En una primera cita, una siempre esconde sus sombras. Sacas a relucir tu lado amable, el brillo, dejas claro -primero de forma tímida, quizá claramente después- que tienes todas las ganas del mundo de que la cosa funcione. Calculas la simpatía, las bromas que harás, los temas de conversación que llevas seleccionados desde casa.
Hoy Giorgia Meloni ha salido al parlamento italiano deseando encandilar a todo el mundo. Los que la han votado y los que no. Se le han tardado en ver las costuras. Ha tardado 35 minutos en elevar la voz desde que empezó a hablar. Ha mezclado a Montesquieu, Steve Jobs, el juez Borsellino y el Papa Francisco, al que ha mandado "un afectuoso saludo". Ha terminado citando a Juan Pablo II, al que conoció personalmente y del que aprendió que la libertad no es hacer lo que uno quiere, sino lo que debe.
Meloni fue de más a menos. Sabedora de que los ojos y los prejuicios estaban puestos en ella, sobre todo desde que hizo saber quequiere ser llamada presidente. Vestida de persona que quiere pasar desapercibida, comenzó hablando de techo de cristal. Citó a un montón de mujeres anónimas, esas que con su trabajo hacen una Italia mejor.
Porque eso es lo que quiere Meloni. Una gran Italia que recupere su sitio. En la historia, en la política, en la cultura. Porque ya lo ha sido. En la construcción de Europa, en la literatura, en la gastronomía, la moda y el lujo. Una reivindicación que en la cuna de Giorgio Armani y Valentino Garavani no chirría. Meloni sabe de qué puede estar orgullosa, del stendhalazo de país que acaba de empezar a gobernar.
Un territorio que nace con incertidumbres muy parecidas a las nuestras. La invasión de Ucrania por parte de Rusia, los problemas energéticos para afrontar el invierno. Otro invierno, el demográfico. La pobreza, la inflación, las dificultades de los jóvenes para encontrar trabajo. Nos enfrentamos a una tempestad, dijo, e Italia es la embarcación en la que ella es, claro, la capitán.
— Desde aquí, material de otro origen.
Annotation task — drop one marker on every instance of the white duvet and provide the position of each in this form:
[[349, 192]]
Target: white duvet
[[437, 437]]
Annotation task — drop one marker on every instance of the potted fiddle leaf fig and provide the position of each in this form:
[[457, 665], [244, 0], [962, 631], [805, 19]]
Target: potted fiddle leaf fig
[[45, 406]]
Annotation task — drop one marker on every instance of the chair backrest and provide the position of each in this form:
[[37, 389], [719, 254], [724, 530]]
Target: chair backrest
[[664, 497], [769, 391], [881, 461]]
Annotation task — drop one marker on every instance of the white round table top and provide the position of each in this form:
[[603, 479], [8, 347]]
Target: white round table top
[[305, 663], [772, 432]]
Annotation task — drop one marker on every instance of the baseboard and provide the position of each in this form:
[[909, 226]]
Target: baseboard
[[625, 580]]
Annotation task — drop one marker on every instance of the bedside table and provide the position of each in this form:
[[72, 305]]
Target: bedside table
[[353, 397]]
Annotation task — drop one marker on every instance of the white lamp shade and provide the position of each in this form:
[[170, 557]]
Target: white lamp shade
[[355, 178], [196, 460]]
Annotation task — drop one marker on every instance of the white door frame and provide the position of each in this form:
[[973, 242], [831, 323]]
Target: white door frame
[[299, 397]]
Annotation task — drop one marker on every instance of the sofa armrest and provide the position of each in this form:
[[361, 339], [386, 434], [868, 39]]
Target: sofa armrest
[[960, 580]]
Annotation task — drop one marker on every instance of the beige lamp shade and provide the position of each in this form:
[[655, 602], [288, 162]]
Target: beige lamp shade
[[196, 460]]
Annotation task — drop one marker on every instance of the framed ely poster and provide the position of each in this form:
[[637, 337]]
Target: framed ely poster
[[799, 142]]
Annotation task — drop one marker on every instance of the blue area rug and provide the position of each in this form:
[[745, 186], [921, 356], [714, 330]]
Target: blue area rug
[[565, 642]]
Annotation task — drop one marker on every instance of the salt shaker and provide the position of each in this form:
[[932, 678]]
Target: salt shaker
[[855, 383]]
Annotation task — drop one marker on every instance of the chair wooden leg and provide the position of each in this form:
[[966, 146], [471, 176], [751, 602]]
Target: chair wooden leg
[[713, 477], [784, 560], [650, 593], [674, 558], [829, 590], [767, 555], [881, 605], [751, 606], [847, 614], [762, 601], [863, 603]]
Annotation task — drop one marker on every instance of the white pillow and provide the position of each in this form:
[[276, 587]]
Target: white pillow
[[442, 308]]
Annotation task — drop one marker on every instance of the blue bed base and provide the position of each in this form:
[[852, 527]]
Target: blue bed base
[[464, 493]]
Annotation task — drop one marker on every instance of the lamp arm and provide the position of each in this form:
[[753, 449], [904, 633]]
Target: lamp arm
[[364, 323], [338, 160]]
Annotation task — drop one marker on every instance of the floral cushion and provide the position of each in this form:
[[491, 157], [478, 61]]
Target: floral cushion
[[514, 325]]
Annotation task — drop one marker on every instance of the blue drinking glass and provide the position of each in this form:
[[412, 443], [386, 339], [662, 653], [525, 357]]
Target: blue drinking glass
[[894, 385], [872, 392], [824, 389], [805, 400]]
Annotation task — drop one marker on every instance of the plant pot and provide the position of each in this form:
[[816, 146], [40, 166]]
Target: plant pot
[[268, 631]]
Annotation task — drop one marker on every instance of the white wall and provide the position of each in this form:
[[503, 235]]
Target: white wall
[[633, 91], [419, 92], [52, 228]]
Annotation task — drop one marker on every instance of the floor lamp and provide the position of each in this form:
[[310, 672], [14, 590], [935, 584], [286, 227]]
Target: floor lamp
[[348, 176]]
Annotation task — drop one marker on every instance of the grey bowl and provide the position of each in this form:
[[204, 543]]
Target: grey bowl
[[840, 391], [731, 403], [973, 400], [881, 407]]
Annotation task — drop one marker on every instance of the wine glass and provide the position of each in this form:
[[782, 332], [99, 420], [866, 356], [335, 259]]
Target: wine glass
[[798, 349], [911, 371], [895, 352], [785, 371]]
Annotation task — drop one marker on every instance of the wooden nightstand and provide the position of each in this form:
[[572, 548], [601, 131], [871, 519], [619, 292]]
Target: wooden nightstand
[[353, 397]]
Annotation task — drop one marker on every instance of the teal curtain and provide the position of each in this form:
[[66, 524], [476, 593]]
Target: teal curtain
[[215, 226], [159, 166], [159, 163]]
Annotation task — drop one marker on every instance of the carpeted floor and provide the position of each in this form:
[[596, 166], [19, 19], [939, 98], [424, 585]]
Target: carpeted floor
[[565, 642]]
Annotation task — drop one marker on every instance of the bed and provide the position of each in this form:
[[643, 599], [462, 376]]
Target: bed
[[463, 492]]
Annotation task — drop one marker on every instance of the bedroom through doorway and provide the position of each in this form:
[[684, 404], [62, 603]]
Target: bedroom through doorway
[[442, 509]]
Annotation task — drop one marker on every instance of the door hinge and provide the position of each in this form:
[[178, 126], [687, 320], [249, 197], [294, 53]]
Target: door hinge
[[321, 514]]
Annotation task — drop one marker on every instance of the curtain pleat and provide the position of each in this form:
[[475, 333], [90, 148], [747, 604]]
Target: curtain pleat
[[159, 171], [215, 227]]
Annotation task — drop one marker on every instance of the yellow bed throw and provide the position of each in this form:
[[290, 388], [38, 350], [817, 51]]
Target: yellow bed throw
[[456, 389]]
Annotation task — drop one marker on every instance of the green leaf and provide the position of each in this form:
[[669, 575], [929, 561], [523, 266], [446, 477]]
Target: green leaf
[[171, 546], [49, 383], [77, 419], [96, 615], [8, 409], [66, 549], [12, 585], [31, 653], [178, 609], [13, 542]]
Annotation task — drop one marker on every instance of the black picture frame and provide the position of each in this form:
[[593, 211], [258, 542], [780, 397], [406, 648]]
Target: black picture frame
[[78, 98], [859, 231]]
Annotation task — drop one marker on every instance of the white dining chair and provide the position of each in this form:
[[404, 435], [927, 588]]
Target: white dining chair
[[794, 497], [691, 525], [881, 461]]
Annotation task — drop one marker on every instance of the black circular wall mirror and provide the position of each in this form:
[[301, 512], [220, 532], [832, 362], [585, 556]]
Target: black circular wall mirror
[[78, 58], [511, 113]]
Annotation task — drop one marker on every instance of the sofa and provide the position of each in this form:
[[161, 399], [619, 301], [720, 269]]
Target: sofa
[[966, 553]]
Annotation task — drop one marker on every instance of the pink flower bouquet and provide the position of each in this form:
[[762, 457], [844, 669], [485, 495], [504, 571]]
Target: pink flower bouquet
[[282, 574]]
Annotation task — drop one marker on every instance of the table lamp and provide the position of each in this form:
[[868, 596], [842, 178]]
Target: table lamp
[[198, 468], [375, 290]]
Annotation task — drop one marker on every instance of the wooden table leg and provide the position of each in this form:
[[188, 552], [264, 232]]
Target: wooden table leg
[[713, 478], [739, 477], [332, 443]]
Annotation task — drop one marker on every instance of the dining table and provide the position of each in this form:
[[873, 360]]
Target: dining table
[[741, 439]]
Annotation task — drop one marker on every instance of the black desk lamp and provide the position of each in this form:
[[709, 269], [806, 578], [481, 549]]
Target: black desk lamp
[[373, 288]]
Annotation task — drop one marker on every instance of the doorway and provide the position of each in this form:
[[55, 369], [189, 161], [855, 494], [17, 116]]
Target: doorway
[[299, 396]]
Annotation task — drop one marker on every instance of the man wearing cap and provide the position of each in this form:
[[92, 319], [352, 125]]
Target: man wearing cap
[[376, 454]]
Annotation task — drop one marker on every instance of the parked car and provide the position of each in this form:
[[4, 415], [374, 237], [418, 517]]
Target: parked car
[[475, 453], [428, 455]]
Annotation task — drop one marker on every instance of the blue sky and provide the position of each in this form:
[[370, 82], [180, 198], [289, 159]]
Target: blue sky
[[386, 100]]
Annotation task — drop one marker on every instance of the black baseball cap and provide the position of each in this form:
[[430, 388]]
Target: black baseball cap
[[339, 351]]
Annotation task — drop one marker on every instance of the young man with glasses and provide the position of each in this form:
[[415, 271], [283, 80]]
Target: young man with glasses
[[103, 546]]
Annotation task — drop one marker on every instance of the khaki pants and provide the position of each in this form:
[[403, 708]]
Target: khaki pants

Pero pasaron 35 minutos y Meloni, enfrentada a una molesta tos seca que le hizo beber agua unas cuantas veces, empezó a hablar más alto. Lo hizo para hablar de la patria, para criticar a una oligarquía que se empeña en obviar a los italianos y solo piensa en el bien propio, en la necesidad de combatir la pobreza con trabajo y no con ayudas, en la familia como centro de la sociedad. En la tregua fiscal y el alivio con el que pretende dar oxígeno a ciudadanos y empresas. En esa Europa con la que piensa cumplir pero sin doblegarse.
Entre tema y tema, aplausos con más o menos grado de entrega. "A este paso no acabaremos hasta las dos", bromeó con uno de sus compañeros de gabinete. En el plano de televisión, todos callados escuchando a una mujer. Tuvo su parte de belleza.
A las doce mencionó a los que han puesto su trabajo y en ocasiones su vida para hacer frente a la pandemia. Gestionada de una manera incorrecta. Tanto, dijo Meloni, que si volviera a haber otra se harían las cosas de distinta manera.
Soltó los papeles, mencionó la emoción que le ha producido esta misma mañana ver la foto del juez Borsellino. Más aplausos.
Habló de inmigración. De la cantidad de hombres, mujeres y niños que han muerto en el Mediterráneo, la fosa común de este siglo. Afirmó que el derecho de asilo está garantizado para todos aquellos que huyan de guerras y persecuciones. Pero Italia no es país para los que quieren entrar de cualquier manera. Lo hace, dice, para evitar el tráfico de seres humanos. El cinismo.
Acabó sus discurso, volvió a beber agua. Y se oyeron gritos de "Giorgia" en el hemiciclo. Como cuando pides bises en un concierto. Ella se abrazó a los suyos, también vestidos de oscuro con camisas blancas. Es un gobierno que recoge la voluntad de un pueblo. Y Meloni no está dispuesta a perder un minuto más para devolver a Italia el sitio que le corresponde. Sin prejuicios, dijo en varias ocasiones. Y eso es, quizá, lo que da más miedo.